Miou tout le monde !

Au cas où ce ne serait pas encore assez clair, je ship le FrUk assez beaucoup fort. Et du coup c'est leur tour, avec notre cher Thuthur à l'honneur !

Bonne lecture !

Disclaimer : je suis prête à parier que je maîtrise mieux les disney qu'Himaruya himself.


Tranquillement installé dans un fauteuil victorien vert sombre, une tasse de thé posée à côté de lui, Arthur relisait un vieil ouvrage de magie spécialisée dans les protections.
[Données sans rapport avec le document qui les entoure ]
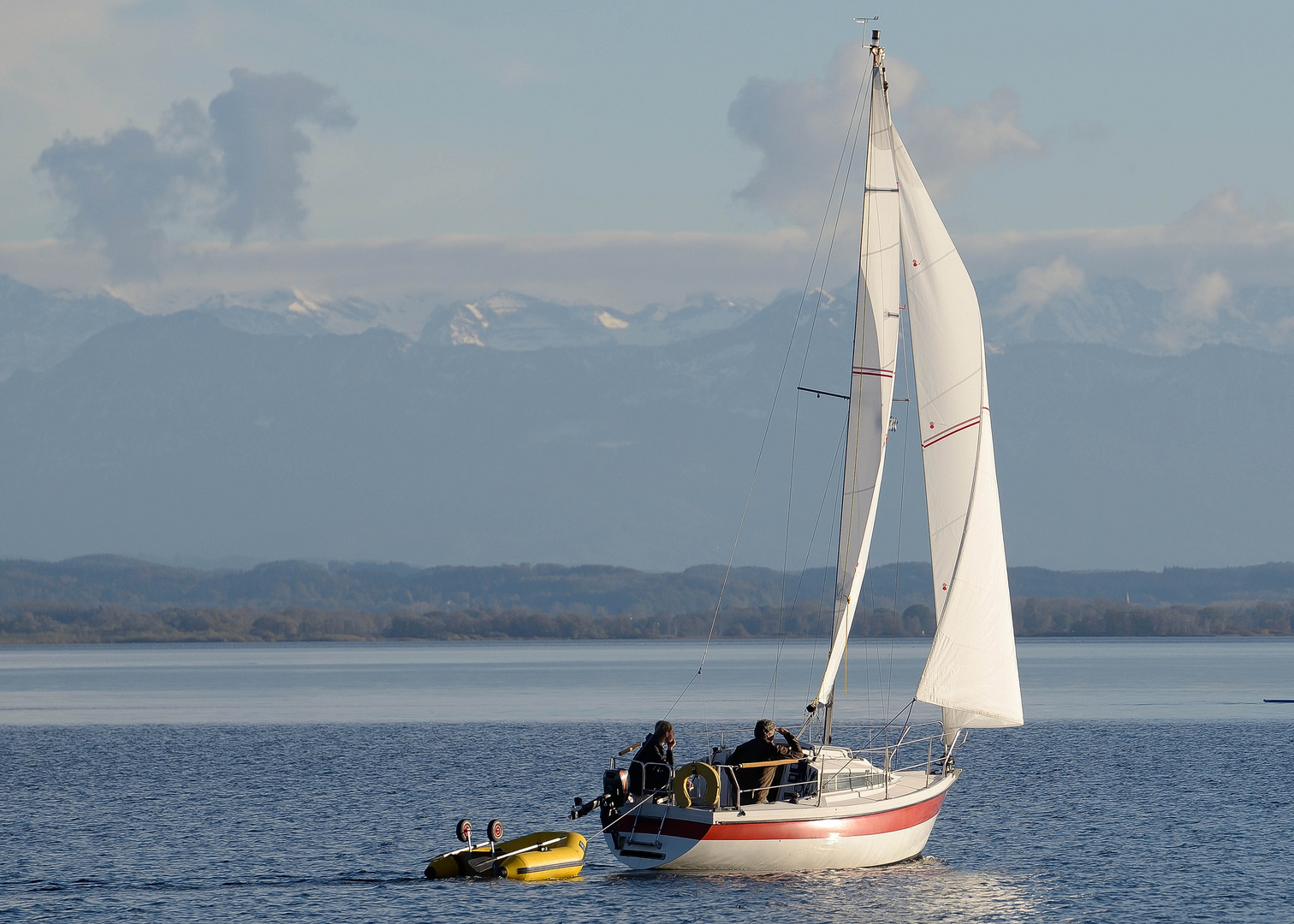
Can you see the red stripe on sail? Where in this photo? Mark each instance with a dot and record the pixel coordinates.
(957, 429)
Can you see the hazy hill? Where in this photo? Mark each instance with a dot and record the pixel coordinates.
(40, 329)
(185, 439)
(143, 586)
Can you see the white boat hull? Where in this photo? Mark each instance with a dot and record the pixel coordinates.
(781, 838)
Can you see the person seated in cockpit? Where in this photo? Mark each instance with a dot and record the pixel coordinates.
(650, 767)
(756, 782)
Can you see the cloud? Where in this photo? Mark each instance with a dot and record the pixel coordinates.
(257, 124)
(624, 270)
(1054, 278)
(234, 167)
(949, 144)
(126, 186)
(1036, 287)
(800, 126)
(1218, 234)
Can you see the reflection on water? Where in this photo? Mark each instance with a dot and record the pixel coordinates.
(1137, 679)
(1054, 822)
(923, 889)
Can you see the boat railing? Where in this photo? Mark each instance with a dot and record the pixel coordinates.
(887, 751)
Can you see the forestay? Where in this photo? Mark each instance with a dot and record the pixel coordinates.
(872, 379)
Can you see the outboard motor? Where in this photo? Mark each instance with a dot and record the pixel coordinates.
(614, 793)
(614, 787)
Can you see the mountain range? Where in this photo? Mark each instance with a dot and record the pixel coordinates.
(249, 427)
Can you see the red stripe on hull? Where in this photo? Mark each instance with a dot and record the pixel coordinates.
(856, 826)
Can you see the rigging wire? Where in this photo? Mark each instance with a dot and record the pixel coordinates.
(856, 128)
(906, 343)
(852, 133)
(804, 570)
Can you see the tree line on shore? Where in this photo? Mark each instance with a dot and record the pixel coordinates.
(1034, 616)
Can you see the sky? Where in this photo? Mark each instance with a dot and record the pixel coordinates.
(629, 154)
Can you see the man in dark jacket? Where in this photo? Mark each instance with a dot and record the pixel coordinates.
(650, 767)
(756, 782)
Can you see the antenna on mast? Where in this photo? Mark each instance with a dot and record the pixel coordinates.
(876, 33)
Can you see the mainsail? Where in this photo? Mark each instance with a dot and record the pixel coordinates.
(970, 671)
(872, 379)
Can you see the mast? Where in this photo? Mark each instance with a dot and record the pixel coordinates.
(876, 323)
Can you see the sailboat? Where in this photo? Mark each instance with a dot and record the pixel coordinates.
(851, 808)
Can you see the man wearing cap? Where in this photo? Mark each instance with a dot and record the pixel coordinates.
(756, 782)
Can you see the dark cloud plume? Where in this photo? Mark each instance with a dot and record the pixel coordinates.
(257, 127)
(124, 186)
(234, 166)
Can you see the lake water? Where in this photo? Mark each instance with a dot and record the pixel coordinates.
(285, 782)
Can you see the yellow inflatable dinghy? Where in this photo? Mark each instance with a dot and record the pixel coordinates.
(545, 855)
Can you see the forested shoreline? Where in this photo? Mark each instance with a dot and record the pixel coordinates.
(1034, 616)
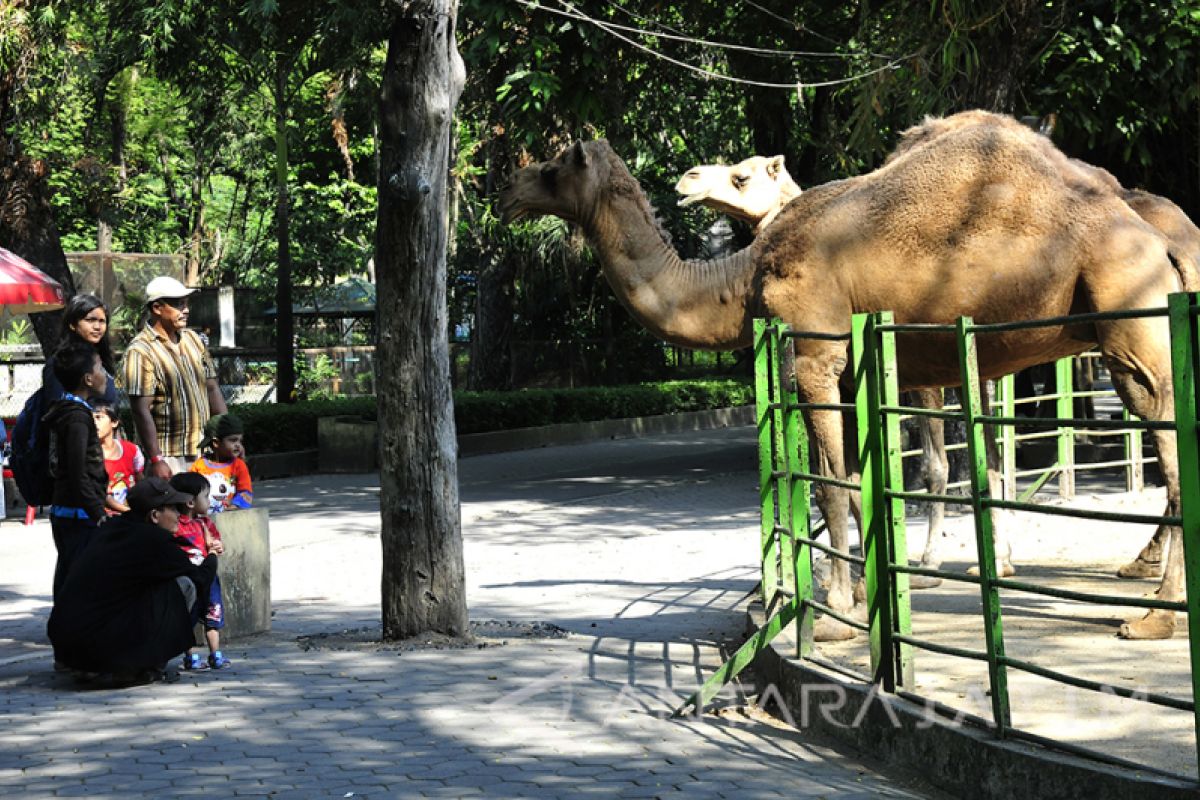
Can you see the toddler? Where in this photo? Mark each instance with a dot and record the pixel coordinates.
(228, 476)
(198, 536)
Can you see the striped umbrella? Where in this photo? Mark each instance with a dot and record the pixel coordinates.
(25, 289)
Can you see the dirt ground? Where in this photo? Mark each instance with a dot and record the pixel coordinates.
(1071, 637)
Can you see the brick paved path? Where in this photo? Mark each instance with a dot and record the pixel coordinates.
(643, 560)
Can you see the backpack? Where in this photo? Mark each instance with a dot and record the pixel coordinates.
(30, 458)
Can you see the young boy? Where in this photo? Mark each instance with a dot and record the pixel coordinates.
(124, 461)
(77, 462)
(223, 467)
(198, 537)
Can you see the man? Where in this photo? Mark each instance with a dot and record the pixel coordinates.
(130, 599)
(171, 382)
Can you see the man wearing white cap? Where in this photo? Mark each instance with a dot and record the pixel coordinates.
(171, 380)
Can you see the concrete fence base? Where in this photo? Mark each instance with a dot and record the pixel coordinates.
(245, 571)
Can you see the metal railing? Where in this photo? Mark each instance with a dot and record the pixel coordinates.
(787, 542)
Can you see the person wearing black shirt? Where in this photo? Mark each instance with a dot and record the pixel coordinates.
(129, 602)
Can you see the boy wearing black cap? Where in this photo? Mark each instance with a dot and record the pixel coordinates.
(130, 600)
(223, 464)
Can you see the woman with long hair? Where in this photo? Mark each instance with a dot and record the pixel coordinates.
(85, 318)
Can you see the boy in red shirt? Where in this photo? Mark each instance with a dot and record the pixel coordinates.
(124, 461)
(198, 536)
(228, 476)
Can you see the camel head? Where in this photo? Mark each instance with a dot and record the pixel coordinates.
(567, 186)
(753, 191)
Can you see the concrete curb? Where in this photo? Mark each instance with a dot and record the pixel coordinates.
(963, 758)
(478, 444)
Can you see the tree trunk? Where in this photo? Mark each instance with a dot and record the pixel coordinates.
(285, 326)
(423, 570)
(28, 229)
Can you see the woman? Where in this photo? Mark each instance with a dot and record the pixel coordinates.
(85, 318)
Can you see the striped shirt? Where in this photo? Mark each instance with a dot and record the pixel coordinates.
(174, 378)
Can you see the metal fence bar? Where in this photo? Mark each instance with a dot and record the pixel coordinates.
(1065, 407)
(796, 445)
(897, 540)
(1185, 368)
(994, 635)
(763, 358)
(1006, 388)
(864, 365)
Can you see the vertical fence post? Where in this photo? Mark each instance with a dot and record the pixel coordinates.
(765, 366)
(1185, 368)
(783, 370)
(1135, 470)
(870, 449)
(796, 443)
(994, 635)
(1007, 390)
(893, 479)
(1065, 409)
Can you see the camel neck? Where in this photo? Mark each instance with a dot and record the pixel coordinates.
(703, 305)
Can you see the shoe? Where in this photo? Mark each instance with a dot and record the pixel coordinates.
(193, 661)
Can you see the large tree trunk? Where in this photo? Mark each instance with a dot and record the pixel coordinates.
(27, 228)
(285, 324)
(423, 569)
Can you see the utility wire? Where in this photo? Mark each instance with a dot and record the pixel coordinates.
(571, 12)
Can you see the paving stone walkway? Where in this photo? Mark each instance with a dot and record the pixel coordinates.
(641, 553)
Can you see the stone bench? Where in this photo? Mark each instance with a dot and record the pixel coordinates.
(245, 571)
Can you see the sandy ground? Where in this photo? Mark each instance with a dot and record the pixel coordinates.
(1066, 636)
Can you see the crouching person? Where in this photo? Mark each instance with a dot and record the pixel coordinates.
(131, 599)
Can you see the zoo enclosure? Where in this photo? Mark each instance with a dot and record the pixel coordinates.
(787, 540)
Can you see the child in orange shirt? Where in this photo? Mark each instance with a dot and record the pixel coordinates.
(228, 476)
(198, 536)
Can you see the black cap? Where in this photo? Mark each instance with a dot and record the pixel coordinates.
(153, 493)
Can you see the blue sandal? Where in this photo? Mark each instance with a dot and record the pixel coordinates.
(193, 661)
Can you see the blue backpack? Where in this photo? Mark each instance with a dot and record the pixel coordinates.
(30, 458)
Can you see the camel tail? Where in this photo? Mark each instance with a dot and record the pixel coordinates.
(1186, 268)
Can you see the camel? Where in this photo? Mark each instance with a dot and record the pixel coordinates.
(755, 191)
(978, 221)
(757, 188)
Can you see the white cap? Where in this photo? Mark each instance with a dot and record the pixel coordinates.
(166, 287)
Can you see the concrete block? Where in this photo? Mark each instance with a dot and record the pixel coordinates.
(348, 444)
(245, 571)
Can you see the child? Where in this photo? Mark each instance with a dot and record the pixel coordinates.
(198, 536)
(77, 463)
(123, 458)
(223, 467)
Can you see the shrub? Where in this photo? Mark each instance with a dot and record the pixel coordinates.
(283, 427)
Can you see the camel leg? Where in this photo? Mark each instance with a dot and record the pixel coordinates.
(1138, 355)
(936, 471)
(817, 367)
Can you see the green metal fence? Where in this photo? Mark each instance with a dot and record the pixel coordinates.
(787, 541)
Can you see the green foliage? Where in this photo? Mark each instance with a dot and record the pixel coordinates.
(280, 427)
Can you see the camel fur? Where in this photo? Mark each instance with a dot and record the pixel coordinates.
(977, 222)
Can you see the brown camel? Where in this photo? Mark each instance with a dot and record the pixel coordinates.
(755, 191)
(976, 222)
(757, 188)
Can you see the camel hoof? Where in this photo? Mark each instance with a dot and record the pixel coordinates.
(1140, 569)
(1155, 625)
(827, 629)
(923, 582)
(1002, 571)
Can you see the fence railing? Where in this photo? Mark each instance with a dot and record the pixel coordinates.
(787, 543)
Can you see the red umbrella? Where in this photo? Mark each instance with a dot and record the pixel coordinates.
(25, 289)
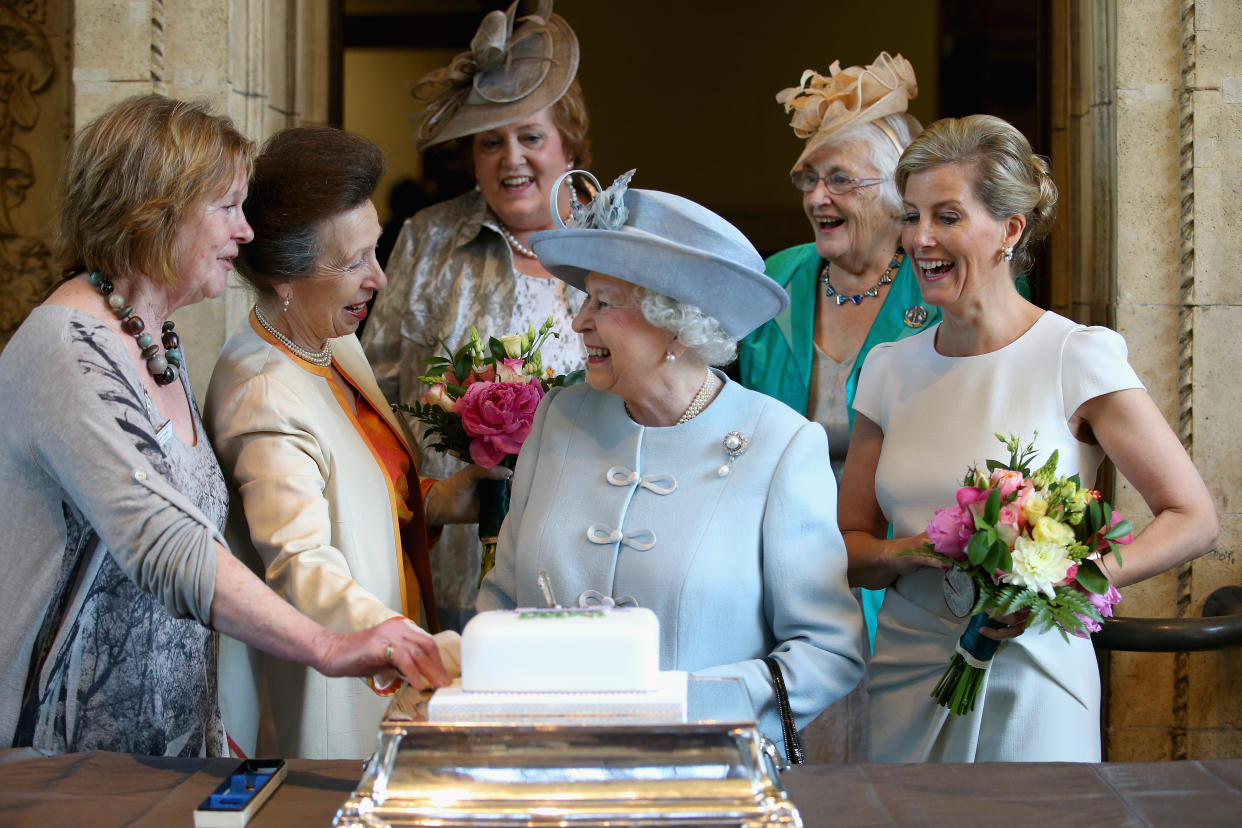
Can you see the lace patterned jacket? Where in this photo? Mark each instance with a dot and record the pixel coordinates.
(451, 270)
Son fichu voisin d'outre-manche ne semblait pas vouloir cesser ses avances, et son réservoir de sorts en tous genres pour le repousser commençait à s'épuiser. Alors qu'il tendait la main pour avaler une gorgée de thé, il lui sembla soudainement entendre du bruit dans la cuisine. Intrigué, il se leva pour aller jeter un coup d'oeil et tomba nez à nez avec une jeune femme vêtue de bleu, qui semblait avoir décidé de préparer une série de petits gâteaux. Elle était aidée dans cette tâche par un nombre non négligeable de souris et d'oiseaux qui disparurent dès qu'il ouvrit la porte.

- Cindy ? Qu'est-ce que tu fais là ?

- Oh Arthur, désolée de t'avoir sorti de ta lecture. Je viens passer quelques jours avec toi.

- Pardon ? s'étouffa l'anglais.

- Une missive d'en haut a déclaré que toutes les princesses disney étaient invitées.

- Invitées ?

- Invitées à passer du temps avec leurs nations, compléta-t-elle en souriant. Je viens donc t'aider à réaliser le rêve qui sommeille dans ton coeur.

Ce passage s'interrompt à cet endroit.